Babamın 50'nci yıl konserinden çıkıp dünyaya döndüğüme göre biraz magazin yapabilirim...
Pazar akşamı sürpriz bir haber aldık; Gülben Ergen, sevgilisi Erhan Çelik'le sessiz sedasız Şirince'de evlenmiş. Elinde lavantalar, başaklar...
Lavanta; sadakat, yuvadaki huzur, mutluluk demek...
Hani çiçeklerin anlamları var ya.
Başak ise sağlamdır, dayanıklıdır, ayakta kalır, güçlüdür.
Ne iyi düşünmüşler...
Doğayla iç içe, romantizm, neşe ve aşk dolu nikah fotoğraflarına bayıldım. Ne kadar zarif ve güzel olmuş Gülben.
İkisinin de gözlerinin içi gülüyor.

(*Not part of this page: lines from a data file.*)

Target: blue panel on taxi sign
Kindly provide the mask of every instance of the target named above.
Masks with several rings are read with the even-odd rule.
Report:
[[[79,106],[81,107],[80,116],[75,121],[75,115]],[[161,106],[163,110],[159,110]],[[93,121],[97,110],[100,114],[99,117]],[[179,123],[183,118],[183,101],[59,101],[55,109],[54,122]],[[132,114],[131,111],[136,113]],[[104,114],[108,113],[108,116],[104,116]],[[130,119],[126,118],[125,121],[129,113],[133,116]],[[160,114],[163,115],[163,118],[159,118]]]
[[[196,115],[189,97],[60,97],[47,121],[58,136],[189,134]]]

Çiftimize mutluluklar diliyorum.
KAFAYI DEĞİŞTİRSEK
Bu arada birilerinin mutluluğu, birilerinin çenesini meşgul ediyor tabii. Hep öyle olmaz mı?

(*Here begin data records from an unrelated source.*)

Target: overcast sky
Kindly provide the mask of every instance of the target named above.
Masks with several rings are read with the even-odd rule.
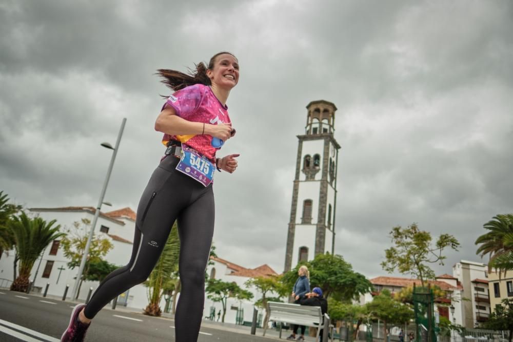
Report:
[[[0,190],[28,207],[95,206],[111,156],[100,144],[126,117],[103,210],[135,210],[164,150],[155,70],[227,50],[237,135],[220,153],[241,156],[216,174],[220,257],[283,270],[315,100],[338,108],[335,250],[357,271],[386,275],[389,232],[416,222],[461,243],[436,268],[450,273],[513,212],[510,1],[0,0]]]

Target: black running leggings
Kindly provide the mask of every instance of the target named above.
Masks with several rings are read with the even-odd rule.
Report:
[[[214,230],[212,185],[205,187],[175,169],[168,156],[153,172],[137,209],[130,261],[100,284],[84,314],[92,319],[110,300],[148,278],[177,219],[182,290],[175,315],[177,342],[198,339],[205,301],[205,271]]]

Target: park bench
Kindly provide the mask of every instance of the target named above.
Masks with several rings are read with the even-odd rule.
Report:
[[[317,329],[317,335],[315,340],[319,339],[321,329],[329,330],[329,335],[331,336],[331,342],[333,342],[333,334],[332,329],[333,326],[329,324],[329,316],[324,314],[323,316],[321,311],[321,307],[311,307],[299,304],[291,304],[289,303],[281,303],[276,301],[269,301],[267,303],[269,310],[269,320],[280,323],[280,338],[282,338],[282,323],[289,324],[297,324],[300,326],[313,327]],[[264,327],[264,335],[267,329],[267,325]],[[323,334],[323,341],[328,340],[328,334],[325,332]]]

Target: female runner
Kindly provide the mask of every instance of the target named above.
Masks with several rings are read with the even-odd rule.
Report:
[[[87,305],[74,307],[61,341],[83,341],[94,316],[110,300],[144,281],[155,266],[173,223],[180,237],[182,291],[175,315],[177,342],[198,339],[205,300],[205,270],[214,230],[212,178],[216,169],[233,172],[239,154],[215,157],[235,130],[226,100],[239,82],[239,62],[229,52],[187,75],[161,69],[175,92],[157,117],[166,155],[153,172],[137,209],[133,249],[128,264],[108,275]]]

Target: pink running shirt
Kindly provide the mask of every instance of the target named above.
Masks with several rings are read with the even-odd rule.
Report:
[[[195,84],[186,87],[169,96],[162,109],[168,106],[174,109],[177,115],[188,121],[211,125],[231,122],[228,114],[228,106],[223,106],[208,86]],[[208,134],[165,134],[162,143],[165,145],[170,140],[178,140],[215,163],[215,152],[219,149],[212,147],[212,138]]]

Üç çocuklu kadın nasıl da evlenmiş, vay be'ymiş, bazı kadınlar fenaymış...
Söz konusu evlilik olunca hep bir 'kafeslenmiş erkekakıllı kadın ikilisi' aranıyor nedense.
Plan aranıyor, proje aranıyor. Aşktan kimse söz etmiyor.
Aşkın canı çıkmış zaten.
Ya da aile olmanın güzelliğinden dem vurulmuyor.
Hatta iki kişinin anlaşması, sevgisi, arkadaşlığı da cümle içinde geçmiyor. Adama 'Evet' dedirten kadın; kahraman, üstün güçleri olan, akıllı kadın unvanlarını omzuna takıveriyor.
Hâlâ kafalarda 'üç çocuklu kadın' ve hayatında yapmasıyapmaması gereken başlıklar duruyor.
Sonra neden olmuyor?
Neden mutsuzuz?
Mesela önce kafaları değiştirerek başlasak...
Mutluluğu görmeyi başarsak.
Tekrar tebrikler Gülben, böyle kareler aşka ve hayata inanmak adına bize iyi geliyor.